3. Hungry’s Fine Fast Foods is interested in looking at their staffing for the lunch rush hour,
running from 10AM to 2 PM. People arrive as walk-ins, by car, or on a roughly scheduled
bus as follows:
o Walk-ins one at a time, inter-arrivals are exponential with a mean of 3 minutes;
the first walk-in occurs EXPO(3) minutes past 10AM.
o By car- with 1,2,3, or 4 people to a car with respective probabilities 0.2, 0.3. 0.3,
and 0.2; inter-arrivals distributed as exponential with a mean of 5 minutes; the first
car arrives EXPO(5) minutes past 10AM.
o A single bus arrives every day sometime between 11AM and 1PM (arrival time is
distributed uniformly over this period). The number of people on the bus varies from
day to day, but it appears to follow a Poisson distribution with a mean of 30 people.

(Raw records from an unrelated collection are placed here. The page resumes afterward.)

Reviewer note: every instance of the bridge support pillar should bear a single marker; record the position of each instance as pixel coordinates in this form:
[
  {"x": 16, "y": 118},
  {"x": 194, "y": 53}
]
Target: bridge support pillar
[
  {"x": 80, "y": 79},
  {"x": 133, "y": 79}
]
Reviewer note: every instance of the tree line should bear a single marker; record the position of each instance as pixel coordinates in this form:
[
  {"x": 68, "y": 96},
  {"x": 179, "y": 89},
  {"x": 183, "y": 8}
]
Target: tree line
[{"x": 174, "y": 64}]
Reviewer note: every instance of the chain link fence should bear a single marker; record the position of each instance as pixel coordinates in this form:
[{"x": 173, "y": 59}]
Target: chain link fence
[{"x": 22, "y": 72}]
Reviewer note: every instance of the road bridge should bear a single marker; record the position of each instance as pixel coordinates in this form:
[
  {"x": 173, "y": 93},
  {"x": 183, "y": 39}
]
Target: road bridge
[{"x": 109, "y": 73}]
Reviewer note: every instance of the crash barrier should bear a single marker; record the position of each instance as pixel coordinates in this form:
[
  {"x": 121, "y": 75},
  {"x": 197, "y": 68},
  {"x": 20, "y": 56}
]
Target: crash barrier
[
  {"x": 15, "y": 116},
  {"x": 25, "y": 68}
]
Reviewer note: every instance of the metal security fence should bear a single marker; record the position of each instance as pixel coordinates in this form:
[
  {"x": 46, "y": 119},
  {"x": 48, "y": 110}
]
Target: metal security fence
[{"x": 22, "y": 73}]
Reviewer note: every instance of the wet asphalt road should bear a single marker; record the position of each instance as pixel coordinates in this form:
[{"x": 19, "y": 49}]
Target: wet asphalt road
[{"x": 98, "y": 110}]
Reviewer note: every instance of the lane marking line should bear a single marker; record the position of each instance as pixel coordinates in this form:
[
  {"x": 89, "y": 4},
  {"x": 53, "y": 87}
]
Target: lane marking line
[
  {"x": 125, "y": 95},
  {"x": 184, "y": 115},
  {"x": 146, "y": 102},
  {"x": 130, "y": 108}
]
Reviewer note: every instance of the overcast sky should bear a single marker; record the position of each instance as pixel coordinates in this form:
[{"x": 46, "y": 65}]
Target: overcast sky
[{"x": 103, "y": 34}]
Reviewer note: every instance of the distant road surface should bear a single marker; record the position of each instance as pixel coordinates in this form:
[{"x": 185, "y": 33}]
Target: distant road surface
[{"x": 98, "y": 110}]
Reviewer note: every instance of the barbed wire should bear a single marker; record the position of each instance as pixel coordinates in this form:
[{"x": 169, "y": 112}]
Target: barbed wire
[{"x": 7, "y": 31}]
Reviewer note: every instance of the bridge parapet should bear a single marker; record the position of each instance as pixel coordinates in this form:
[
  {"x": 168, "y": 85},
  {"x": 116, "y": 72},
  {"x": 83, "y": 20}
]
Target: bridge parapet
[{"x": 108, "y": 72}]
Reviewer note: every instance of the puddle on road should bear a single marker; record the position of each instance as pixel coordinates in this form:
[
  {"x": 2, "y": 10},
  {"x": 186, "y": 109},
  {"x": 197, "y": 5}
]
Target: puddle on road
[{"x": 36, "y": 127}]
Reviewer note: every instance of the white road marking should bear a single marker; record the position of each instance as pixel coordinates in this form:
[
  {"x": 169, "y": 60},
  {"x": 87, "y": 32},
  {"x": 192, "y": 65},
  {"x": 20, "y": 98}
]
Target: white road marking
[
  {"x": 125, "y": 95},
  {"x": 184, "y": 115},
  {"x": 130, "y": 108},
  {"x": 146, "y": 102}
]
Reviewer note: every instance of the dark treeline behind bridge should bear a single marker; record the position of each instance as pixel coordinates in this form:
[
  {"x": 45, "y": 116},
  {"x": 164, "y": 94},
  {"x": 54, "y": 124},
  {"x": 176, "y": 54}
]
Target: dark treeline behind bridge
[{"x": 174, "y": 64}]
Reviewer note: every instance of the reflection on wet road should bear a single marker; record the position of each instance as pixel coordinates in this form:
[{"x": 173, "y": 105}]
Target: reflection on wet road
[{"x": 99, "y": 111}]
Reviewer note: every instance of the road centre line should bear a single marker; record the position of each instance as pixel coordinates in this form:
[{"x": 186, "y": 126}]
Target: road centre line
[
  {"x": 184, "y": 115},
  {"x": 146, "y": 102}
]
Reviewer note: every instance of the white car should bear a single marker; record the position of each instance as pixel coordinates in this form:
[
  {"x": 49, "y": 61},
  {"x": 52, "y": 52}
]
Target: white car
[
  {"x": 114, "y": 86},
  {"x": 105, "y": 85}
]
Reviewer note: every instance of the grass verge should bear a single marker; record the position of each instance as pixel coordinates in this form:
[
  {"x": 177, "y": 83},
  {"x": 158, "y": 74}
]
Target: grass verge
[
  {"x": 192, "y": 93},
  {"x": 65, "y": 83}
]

Once people arrive, either alone or in a group from any source, they operate independently
regardless of their source.
- The first stop is with one of the servers at the order/payment counter, where
ordering takes TRIA(1,2,4) minutes and payment takes TRIA(1,2,3) minutes; these
two operations are sequential, first order taking then payment, by the server for a
given customer.
- The next stop is pickup the food ordered, which takes an amount of time distributed
uniformly between 30 seconds and 2 minutes.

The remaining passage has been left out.